The clock is ticking! This card rewards you for
doing something you already wanted to do-- kill
opponents' creatures-- but makes you bleed 1
point per turn in exchange for doing so. This
card exists only to gain you life, and it
doesn't even do that unless you can kill
creatures.
If you like life gain, at least this card will
encourage you to do something more proactive
than just sit there activating Tanglebloom. But
really, you'd be better off with an actual kill
spell in place of a card that does nothing but
bleed you until you draw a kill spell.
You know how abilities that ask you to pay life
for an effect usually have the life cost
adjusted in such a way that you can't do it
indefinitely? If you've ever wished you could
use them more often, this might just be the card
for you. It also gives you a hedge in
multiplayer settings, where people sometimes get
trigger-happy with their Day of Judgment effects
- while it doesn't directly counter them the way
something like No Rest for the Wicked or Angelic
Renewal would, but it turns other people's
setbacks into time for you to set up your deck's
main strategy.
Today's card of the day is Grim Feast which is
a three mana Green/Black enchantment that deals
one damage to you at the beginning of your
upkeep and whenever a creature is put into an
opponent's graveyard from play you gain life
equal to that creature's toughness. Life
gain by itself is rarely a successful strategy
and this deals damage to you which forces you
into destroying creatures and having some other
benefit from gaining life to justify Grim Feast
being present. In a deck that is already
two colors, somewhat easier thanks to Green,
this seems like quite a bit of effort for little
reward. There are other more reliable ways
to gain life that don't depend on the toughness
of creatures you need to destroy and ones that
don't deal damage to you every turn either.
Overall this is not a card well suited to
Constructed formats outside of a very specific
combo.
In Limited this is a fairly bad card that at
best can stall and at worst lets your opponent
stall until your own card takes your life points
away. The typical lack of removal and chances
against high toughness creatures being both
available plus destroyable leaves this with
almost no viability. Considering that,
there is little reason to play this and it is a
rare that should be passed until the end of the
pack in Booster, even if by some unlikely chance
it happens to be in color. For Sealed the
same holds true as even with Green/Black almost
anything is better than using this card as a
creature can deal damage or even direct life
gain is not going to have such a drawback.
For Multiplayer the update having it work on all
opponents instead of a target one helps quite a
bit by feeding off the carnage the format can
produce.

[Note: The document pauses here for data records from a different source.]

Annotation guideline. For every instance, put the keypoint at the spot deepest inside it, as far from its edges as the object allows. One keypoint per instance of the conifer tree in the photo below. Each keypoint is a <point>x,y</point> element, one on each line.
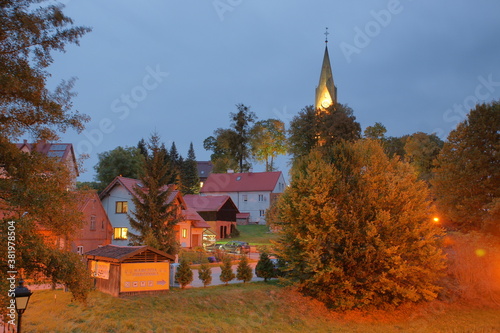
<point>155,214</point>
<point>265,267</point>
<point>226,273</point>
<point>244,271</point>
<point>356,229</point>
<point>184,274</point>
<point>205,274</point>
<point>189,173</point>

The need to destroy creatures
directly is no longer a requirement of the build
and it can focus on a life gain based combo that
can have other players choosing to attack each
other rather than chip away at your high life
total. It can also backfire if others
target you to prevent building up, but in
general this is the best format to try gaining
an advantage from Grim Feast.
Welcome to another installment on Thanksgiving week here at
Pojo.com! Today we are looking at Grim Feast
from Mirage. Grim Feast is a rare black and
green enchantment that costs one generic, one
green, and one black mana. Grim Feast says at
the beginning of your upkeep, Grim Feast deals
one damage to you. Whenever a creature is put
into an opponents graveyard from the
battlefield, you gain life equal to it's
toughness.
Grim Feast sure isn't all that grim if you ask me. Well, it
may become grim for your opponent. With Grim
Feast out, sure, you are looking to be taking
some damage at the beginning of your turns. But
honestly, so what. The fact that you need only
kill your opponent's creatures to gain life
equal to their toughness more than makes up for
that so long as they keep dying.
A deck that utilizes Deathtouch and removal spells could
very easily make a decent amount of lifegain,
and stave of some potent attacks. Then use some
other bleeding spells to help sap the life right
out of your opponent. Not all that bad when you
ask me. Plus, since it's green, there are plenty
of cards that allow some lifegain in green.
A really decent card that just never took off, a shame.